Xavi - Euros are toughest test

I can't remember such an open tournament, admits Spain midfielder

Xavi: Feels the Euros are tougher to win than the World Cup

Spanish midfielder Xavi Hernandez believes the European Championship is harder to win than the World Cup.

The world and European champions are looking to complete an unprecedented treble by retaining their European crown in Poland and Ukraine this month.

And the Barcelona playmaker thinks success will make them marked opponents when the competition gets under way.

But Xavi feels Spain are in a more relaxed frame of mind ever since beating then world champions Italy in 2008 to pass the quarter-final stage for the first time at a major tournament since 1984.

"I have the feeling that the duty has been completed, that we are in peace. There are no urgencies anymore, no fear of the quarter-finals, no worries," the 32-year-old told El Pais.

"The day against Italy changed the dynamic of Spanish football, it was like a liberation. The title then arrived and the World Cup. I want to continue winning, but I feel we are in peace.

"Everyone wants to beat the champions. For us it is another game, for our opponent is it the game. Moreover, we are without (David) Villa and (Carles) Puyol.

"Vicente Del Bosque (the Spain coach) was right to say they are irreplaceable but we will try to compensate for their loss with other people.

"The European Championships is harder than the World Cup, more intense. There are no Cinderellas.

"In the World Cup, with all respect, you can face Honduras or Saudi Arabia.

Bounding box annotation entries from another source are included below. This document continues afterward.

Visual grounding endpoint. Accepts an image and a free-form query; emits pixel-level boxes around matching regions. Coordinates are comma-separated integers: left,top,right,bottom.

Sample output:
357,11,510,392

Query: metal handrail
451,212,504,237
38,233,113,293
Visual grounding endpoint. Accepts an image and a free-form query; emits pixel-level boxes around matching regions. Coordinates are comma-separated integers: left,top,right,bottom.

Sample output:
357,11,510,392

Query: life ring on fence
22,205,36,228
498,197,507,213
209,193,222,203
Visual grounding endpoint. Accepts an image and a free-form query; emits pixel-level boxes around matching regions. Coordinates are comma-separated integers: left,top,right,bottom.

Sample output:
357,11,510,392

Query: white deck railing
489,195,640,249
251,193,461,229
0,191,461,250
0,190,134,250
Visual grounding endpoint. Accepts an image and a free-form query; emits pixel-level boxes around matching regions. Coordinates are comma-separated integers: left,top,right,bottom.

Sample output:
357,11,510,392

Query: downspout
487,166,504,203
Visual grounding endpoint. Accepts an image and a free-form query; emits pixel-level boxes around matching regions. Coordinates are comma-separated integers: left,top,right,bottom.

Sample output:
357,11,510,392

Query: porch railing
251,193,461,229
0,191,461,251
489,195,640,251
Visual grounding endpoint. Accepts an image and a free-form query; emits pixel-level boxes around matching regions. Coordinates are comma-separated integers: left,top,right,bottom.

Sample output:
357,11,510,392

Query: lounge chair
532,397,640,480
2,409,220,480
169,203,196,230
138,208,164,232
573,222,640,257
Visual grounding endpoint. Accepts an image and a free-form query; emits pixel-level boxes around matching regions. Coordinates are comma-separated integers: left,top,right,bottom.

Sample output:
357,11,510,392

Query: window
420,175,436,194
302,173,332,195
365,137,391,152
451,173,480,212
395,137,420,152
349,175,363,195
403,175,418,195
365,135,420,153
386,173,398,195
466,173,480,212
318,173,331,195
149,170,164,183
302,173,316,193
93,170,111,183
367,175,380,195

In the Euros, anyone can beat you."

No disaster

While Xavi would love to make history yet again, he does not feel there is huge pressure to do so and takes pleasure in the knowledge that Spain have changed the way their rivals play too.

He added: "Four years ago we wanted to pass the quarter-final and now we are demanding something which no one has ever achieved? No, the lesson ought to be different.

"We are going to try, with our style, but if we don't achieve it then we will be calm. For no reason would it be a disaster.

"There are seven or eight teams that could win the title, so there would be a lot of disasters this year if that were the case, not everybody can win.

"I can't remember such an open tournament. There are rivals desperate to win and well-prepared like Holland, who have everything and are a very good team.

"Then you have France, Germany, Portugal, Spain, Italy and England.

"Moreover though, we have created the idea of wanting to play with the football, not speculating.

"Now Germany wants the ball, Italy don't give away areas of the pitch to play in. I think this is more transcendent than winning two titles."